I have the Sears-Craftsman version of a Roto-zip tool (like the kind dry-wallers use to cut out around electrical boxes). It came with a plunge router base that you simply slide the Roto-zip into and use like a router. Interestingly, the base also tilts for cutting on a bevel.

The base is a little cheap-looking, but the idea of using the Roto-zip as a router is an interesting one. Anybody ever use one of these for routing? If so, what did you use it for? 

- Toolfreak


----------



## JamesEMc (Nov 4, 2004)

I'd use every caution and wouldn't try any real hard wood or deep cuts - and remember what Norm says - RTB

Let us know how it works for you.


----------



## reible (Sep 10, 2004)

Toolfreak said:


> I have the Sears-Craftsman version of a Roto-zip tool (like the kind dry-wallers use to cut out around electrical boxes). It came with a plunge router base that you simply slide the Roto-zip into and use like a router. Interestingly, the base also tilts for cutting on a bevel.
> 
> The base is a little cheap-looking, but the idea of using the Roto-zip as a router is an interesting one. Anybody ever use one of these for routing? If so, what did you use it for?
> 
> - Toolfreak


 I have a Roto-zip, actual 2 of them. I got the first when they were running all the TV ads some years ago.... it was under powered for wood but did do nice with the drywall I was working with. It also got hot when you used it a lot. Some years later they increased the power by about 4X had the 1/4" collet and a side handle so I got another one. I don't recall the amps but I think it is near 5 which is getting in the range of a router. I got the plunge base, circle guide and an attachment that hooks up to a vacuum too.

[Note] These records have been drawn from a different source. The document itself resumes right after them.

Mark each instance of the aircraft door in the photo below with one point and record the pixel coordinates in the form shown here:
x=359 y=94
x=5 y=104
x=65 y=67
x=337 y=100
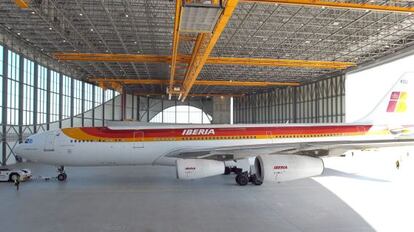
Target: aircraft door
x=270 y=137
x=138 y=139
x=50 y=142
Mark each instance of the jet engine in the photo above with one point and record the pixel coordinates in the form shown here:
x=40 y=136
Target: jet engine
x=198 y=168
x=281 y=168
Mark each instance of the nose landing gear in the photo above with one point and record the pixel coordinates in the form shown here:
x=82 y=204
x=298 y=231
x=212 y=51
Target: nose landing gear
x=62 y=175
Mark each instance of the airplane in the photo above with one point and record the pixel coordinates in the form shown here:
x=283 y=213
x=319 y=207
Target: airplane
x=281 y=152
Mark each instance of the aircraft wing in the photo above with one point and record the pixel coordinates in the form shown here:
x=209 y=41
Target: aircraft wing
x=326 y=148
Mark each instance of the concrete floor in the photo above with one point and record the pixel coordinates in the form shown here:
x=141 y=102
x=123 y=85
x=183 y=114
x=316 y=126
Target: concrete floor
x=151 y=199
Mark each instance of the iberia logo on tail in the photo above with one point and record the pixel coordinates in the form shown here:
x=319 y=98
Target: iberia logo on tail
x=397 y=102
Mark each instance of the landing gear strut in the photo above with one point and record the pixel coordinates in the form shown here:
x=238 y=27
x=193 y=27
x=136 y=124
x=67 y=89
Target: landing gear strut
x=244 y=178
x=62 y=175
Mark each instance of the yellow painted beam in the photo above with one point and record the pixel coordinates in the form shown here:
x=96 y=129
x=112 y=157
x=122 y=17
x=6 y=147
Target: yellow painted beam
x=176 y=41
x=90 y=57
x=191 y=95
x=22 y=4
x=207 y=44
x=280 y=62
x=102 y=81
x=342 y=5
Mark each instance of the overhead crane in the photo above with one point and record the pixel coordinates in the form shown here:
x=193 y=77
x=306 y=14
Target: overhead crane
x=124 y=81
x=205 y=42
x=185 y=59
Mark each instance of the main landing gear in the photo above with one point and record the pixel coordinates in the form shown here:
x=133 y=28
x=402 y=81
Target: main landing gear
x=244 y=178
x=62 y=175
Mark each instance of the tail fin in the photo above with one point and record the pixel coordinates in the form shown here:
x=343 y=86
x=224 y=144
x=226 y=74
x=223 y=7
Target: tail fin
x=397 y=106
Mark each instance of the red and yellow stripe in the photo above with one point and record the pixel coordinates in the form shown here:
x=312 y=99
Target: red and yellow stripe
x=104 y=134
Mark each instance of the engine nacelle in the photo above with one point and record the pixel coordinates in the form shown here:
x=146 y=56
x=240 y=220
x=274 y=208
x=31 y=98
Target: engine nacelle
x=198 y=168
x=281 y=168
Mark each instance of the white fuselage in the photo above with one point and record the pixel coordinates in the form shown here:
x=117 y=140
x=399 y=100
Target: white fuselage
x=55 y=147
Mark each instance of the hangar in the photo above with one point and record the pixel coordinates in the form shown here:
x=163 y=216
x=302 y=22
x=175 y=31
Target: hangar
x=99 y=63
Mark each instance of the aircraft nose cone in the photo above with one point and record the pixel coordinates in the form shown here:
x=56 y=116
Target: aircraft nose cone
x=18 y=149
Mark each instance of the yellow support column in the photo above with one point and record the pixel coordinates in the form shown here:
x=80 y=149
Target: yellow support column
x=208 y=41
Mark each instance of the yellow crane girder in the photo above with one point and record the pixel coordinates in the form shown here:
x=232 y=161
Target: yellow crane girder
x=117 y=81
x=175 y=45
x=207 y=43
x=342 y=5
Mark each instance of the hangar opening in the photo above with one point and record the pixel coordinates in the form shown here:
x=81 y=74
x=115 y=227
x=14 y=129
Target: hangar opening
x=316 y=93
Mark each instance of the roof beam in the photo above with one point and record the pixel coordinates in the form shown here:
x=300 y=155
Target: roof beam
x=102 y=81
x=211 y=60
x=343 y=5
x=191 y=95
x=176 y=41
x=207 y=43
x=280 y=62
x=22 y=4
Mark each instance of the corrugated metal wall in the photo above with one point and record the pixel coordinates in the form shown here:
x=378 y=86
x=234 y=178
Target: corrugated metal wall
x=319 y=102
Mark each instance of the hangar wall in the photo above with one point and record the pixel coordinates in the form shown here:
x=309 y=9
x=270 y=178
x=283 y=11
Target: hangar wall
x=38 y=95
x=318 y=102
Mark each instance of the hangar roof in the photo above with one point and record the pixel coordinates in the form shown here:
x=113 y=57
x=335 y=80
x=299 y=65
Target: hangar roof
x=255 y=30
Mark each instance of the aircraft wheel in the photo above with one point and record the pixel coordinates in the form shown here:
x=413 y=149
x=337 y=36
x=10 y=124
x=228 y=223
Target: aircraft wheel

I have used the plunge base to do some free hand lettering and thru-the-wood lettering. I've played with as a small router with some small trim pieces and was not all that happy with it. The trouble is that it is to light weight.... they make them light because of the drywall work in the horz. direction but when routing I like a bit more heft. 

See:
www.routerforums.com/showthread.php?t=444
for a bit more information.

Now I don't have the sears one you have so I can not speak for it, maybe you would find it more useful as a router or maybe it is more of a router?? I would say give it a try and let us know what you think.....

Ed


----------